2. The method according to claim 1, characterized in that 1,3-butadiene, 1,3-isoprene, 2,3-dimethylbutadiene, 2,4-hexadiene, 1, 3-pentadiene and / or 2-methyl as conjugated diolefins - uses 1, 3-pentadiene.

3. Process according to Claims 1 and 2, characterized in that at least one compound selected from the group of the complexes of β-diketones with cobalt, the β-keto acid complexes of cobalt, the cobalt salts of organic acids with 6 as cobalt compounds to 15

Carbon atoms, the complexes of halogenated cobalt compounds and / or the organometallic complexes of cobalt with π-bonded anions.

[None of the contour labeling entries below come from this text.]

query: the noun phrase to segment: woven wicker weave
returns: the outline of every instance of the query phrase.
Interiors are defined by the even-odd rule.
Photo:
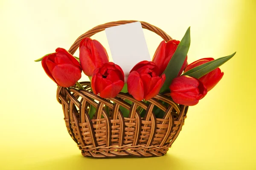
[[[79,37],[69,51],[73,54],[84,37],[107,28],[137,21],[120,21],[95,27]],[[140,22],[143,28],[166,41],[172,39],[159,28]],[[80,83],[84,90],[79,90],[76,85],[69,88],[58,86],[57,98],[62,105],[67,130],[84,156],[161,156],[166,153],[184,124],[188,107],[175,103],[169,94],[159,94],[148,100],[148,104],[122,93],[114,98],[103,99],[91,91],[90,82]],[[167,107],[163,102],[168,103]],[[90,105],[96,108],[91,120],[88,113]],[[124,117],[120,106],[130,110],[128,117]],[[161,119],[156,118],[152,112],[155,106],[165,112]],[[106,106],[109,108],[109,115]],[[144,117],[139,113],[142,108],[146,110]]]

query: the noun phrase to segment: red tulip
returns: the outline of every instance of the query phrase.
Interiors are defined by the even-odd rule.
[[[184,72],[198,65],[214,60],[214,59],[212,58],[204,58],[198,60],[188,65],[186,68]],[[201,77],[199,80],[204,83],[207,88],[208,91],[209,91],[220,81],[224,74],[224,73],[223,72],[221,72],[219,68],[217,68]]]
[[[157,95],[165,81],[159,69],[152,62],[143,61],[131,71],[127,80],[128,92],[136,100],[148,100]]]
[[[95,69],[108,62],[108,56],[102,45],[95,40],[84,38],[80,43],[79,58],[83,71],[87,76],[93,75]]]
[[[72,86],[81,78],[82,69],[79,62],[64,48],[58,48],[55,51],[43,58],[43,68],[58,85]]]
[[[169,88],[173,101],[187,106],[196,105],[207,94],[207,89],[202,82],[188,76],[174,78]]]
[[[159,68],[160,74],[163,73],[166,68],[179,43],[180,41],[175,40],[170,40],[167,42],[166,42],[165,41],[163,41],[160,43],[153,57],[152,60],[152,61]],[[179,76],[182,73],[186,66],[187,59],[187,57],[186,57],[184,63],[177,76]]]
[[[92,78],[92,89],[95,94],[101,97],[115,97],[122,89],[125,81],[124,72],[112,62],[104,64],[96,68]]]

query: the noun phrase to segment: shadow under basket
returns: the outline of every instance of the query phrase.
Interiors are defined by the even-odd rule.
[[[85,37],[106,28],[134,22],[137,21],[97,26],[79,37],[69,51],[73,54]],[[143,28],[166,41],[172,39],[157,27],[140,22]],[[188,106],[174,102],[169,94],[159,94],[146,102],[122,93],[114,98],[104,99],[91,91],[90,82],[80,83],[84,90],[79,90],[76,85],[68,88],[58,86],[57,98],[62,105],[68,131],[84,156],[161,156],[166,153],[184,125]],[[92,119],[89,115],[91,106],[96,108]],[[156,109],[162,115],[156,115]],[[128,115],[123,115],[124,109]]]

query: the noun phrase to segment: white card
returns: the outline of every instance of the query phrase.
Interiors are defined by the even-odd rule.
[[[122,69],[125,82],[139,62],[151,61],[146,40],[139,22],[105,29],[113,62]]]

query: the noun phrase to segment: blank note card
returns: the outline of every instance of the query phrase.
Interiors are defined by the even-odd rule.
[[[139,62],[151,61],[139,22],[105,29],[113,62],[122,69],[126,82],[131,70]]]

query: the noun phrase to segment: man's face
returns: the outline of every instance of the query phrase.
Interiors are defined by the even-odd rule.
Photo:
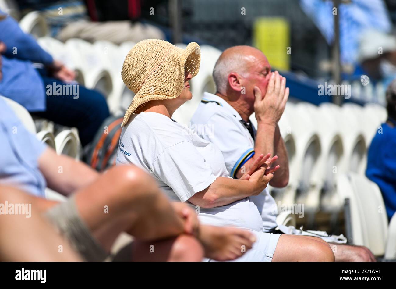
[[[251,104],[252,108],[254,103],[254,87],[260,88],[264,97],[272,73],[271,65],[265,56],[261,52],[255,50],[254,54],[248,57],[246,73],[244,74],[242,80],[246,88],[244,96],[248,103]]]

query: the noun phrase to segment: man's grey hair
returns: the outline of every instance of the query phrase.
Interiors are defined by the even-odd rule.
[[[213,69],[213,80],[218,92],[225,94],[230,73],[236,72],[243,74],[246,71],[245,56],[243,54],[238,52],[228,55],[223,52],[220,55]]]

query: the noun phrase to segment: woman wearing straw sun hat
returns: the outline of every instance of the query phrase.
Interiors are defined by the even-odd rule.
[[[183,50],[149,39],[131,50],[121,75],[135,95],[122,122],[117,164],[150,172],[171,201],[191,206],[202,223],[252,233],[252,250],[244,253],[243,242],[242,248],[230,249],[240,256],[237,261],[333,260],[330,247],[320,241],[263,232],[261,216],[249,197],[273,177],[277,167],[269,168],[269,155],[256,159],[240,179],[228,177],[219,149],[172,119],[192,98],[188,81],[198,73],[200,60],[194,42]]]

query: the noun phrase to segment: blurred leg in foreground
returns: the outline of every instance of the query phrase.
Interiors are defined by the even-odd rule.
[[[4,210],[0,214],[0,261],[81,261],[68,241],[41,215],[38,199],[15,188],[0,186],[0,206]],[[8,214],[11,211],[5,214],[9,209],[6,204],[15,208],[23,205],[28,210],[24,214]]]

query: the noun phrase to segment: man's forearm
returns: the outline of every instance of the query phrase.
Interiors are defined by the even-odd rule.
[[[273,167],[279,165],[280,167],[270,182],[270,184],[275,188],[286,186],[289,182],[287,153],[277,124],[265,122],[258,124],[254,150],[253,158],[268,153],[271,153],[272,157],[278,155],[278,159],[274,163]]]
[[[206,189],[188,200],[202,208],[214,208],[242,200],[255,192],[253,183],[249,181],[218,177]]]
[[[284,188],[289,182],[289,159],[285,142],[280,134],[279,127],[277,125],[274,141],[274,153],[278,156],[273,166],[279,165],[280,167],[270,183],[275,188]]]

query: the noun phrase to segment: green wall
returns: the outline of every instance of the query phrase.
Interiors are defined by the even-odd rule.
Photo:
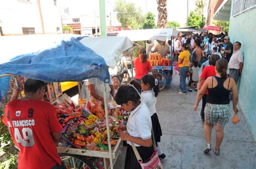
[[[235,41],[242,43],[244,57],[238,84],[239,105],[256,141],[256,7],[232,17],[232,6],[229,35],[233,44]]]

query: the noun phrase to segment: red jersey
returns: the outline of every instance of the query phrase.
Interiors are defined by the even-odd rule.
[[[50,103],[14,100],[7,105],[3,121],[20,149],[19,169],[50,169],[61,165],[51,133],[60,132],[62,127]]]
[[[206,80],[206,79],[208,77],[214,76],[216,75],[216,72],[215,71],[215,66],[210,65],[210,66],[205,67],[204,69],[203,70],[202,74],[201,74],[200,78],[199,78],[199,79],[204,79],[204,82],[202,84],[202,86],[204,84],[205,80]],[[208,95],[208,93],[209,93],[208,90],[207,90],[206,92],[205,92],[204,94]]]
[[[139,57],[135,59],[134,63],[135,73],[134,77],[137,79],[141,79],[144,76],[148,74],[149,71],[152,69],[152,66],[148,60],[142,63]]]

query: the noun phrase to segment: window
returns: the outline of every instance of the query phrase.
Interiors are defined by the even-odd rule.
[[[256,0],[234,0],[233,17],[256,6]]]
[[[57,0],[53,0],[54,5],[57,6]]]
[[[80,19],[79,18],[73,18],[73,23],[79,23],[80,22]]]
[[[22,28],[23,35],[35,34],[35,28]]]

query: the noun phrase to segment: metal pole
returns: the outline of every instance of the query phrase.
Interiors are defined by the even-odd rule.
[[[104,0],[99,0],[99,18],[101,21],[101,37],[106,37],[107,28],[106,26],[106,10]]]

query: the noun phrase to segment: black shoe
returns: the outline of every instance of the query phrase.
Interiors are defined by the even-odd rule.
[[[162,154],[161,154],[160,155],[158,155],[159,158],[163,159],[165,158],[166,155],[165,154],[164,154],[163,153]]]

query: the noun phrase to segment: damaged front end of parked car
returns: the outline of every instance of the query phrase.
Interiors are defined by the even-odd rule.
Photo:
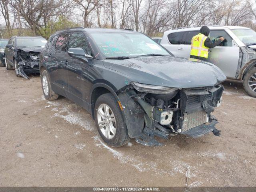
[[[39,55],[41,49],[18,48],[15,56],[15,69],[16,74],[26,79],[27,74],[39,73]]]
[[[177,60],[170,57],[162,59]],[[151,62],[149,60],[145,59],[144,62],[148,64]],[[188,68],[194,64],[198,66],[195,65],[192,70],[176,73],[174,67],[172,70],[170,63],[170,69],[166,68],[165,73],[159,70],[162,75],[160,80],[154,80],[152,76],[143,83],[133,81],[118,90],[130,138],[135,138],[139,143],[152,146],[162,144],[155,139],[155,136],[166,139],[181,134],[196,138],[210,132],[220,135],[220,131],[215,127],[218,121],[212,112],[221,104],[224,88],[220,83],[226,76],[208,63],[203,64],[198,60],[187,62],[189,64]],[[157,69],[148,72],[148,74],[159,76]],[[170,75],[164,77],[165,74]],[[165,81],[171,76],[177,79]],[[147,81],[148,84],[145,83]],[[160,86],[167,85],[166,83],[168,82],[172,85]],[[159,85],[155,85],[158,84]]]

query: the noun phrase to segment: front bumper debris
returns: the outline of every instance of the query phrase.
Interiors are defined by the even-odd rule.
[[[39,63],[37,62],[22,61],[18,63],[18,74],[26,79],[29,79],[27,75],[29,74],[39,73]]]
[[[180,133],[184,135],[188,135],[193,138],[197,138],[210,132],[213,132],[214,130],[217,130],[217,129],[214,127],[214,126],[218,123],[218,121],[214,120],[208,125],[202,124],[198,125],[196,127],[191,128],[186,131],[182,131]],[[219,136],[220,135],[218,135],[218,136]]]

4th Process according to Claims 1 to 3, characterized in that at least one compound selected from the group of the alumoxanes is used as organoaluminum compounds.

5. Process according to Claims 1 to 3, characterized in that as

Organoaluminum compounds uses at least one aluminum organanyl compound, which is obtained by reacting compounds of the formula AlR ₃ . _c jX, where

R can be the same or different and for an organic alkyl,

Cycloalkyl or aryl group having 1 to 12 carbon atoms,

X represents a hydrogen or a halogen and

d represents a number from 0 to 2,

with compounds of the formula HYR ' _e , where

Y represents an element from groups Vb and VIb of the Periodic Table of the Elements,

R 'can be the same or different and represents a hydrogen, an alkyl, cycloalkyl or aryl group having 1 to 12 carbon atoms and

e is 1 or 2 according to the valency of Y,

is formed.

6. The method according to claims 1 to 5, characterized in that as

Modifiers uses at least one Lewis base, which acts as a donor atom contains at least one element from groups Vb and VIb of the Periodic Table of the Elements.

7. Process according to Claims 1 to 6, characterized in that styrene, α-methylstyrene, α-methylstyrene dimer, p-methylstyrene, divinylbenzene and / or alkylstyrenes having 2 to 6 carbon atoms in the alkyl radical are used as aromatic vinyl compounds.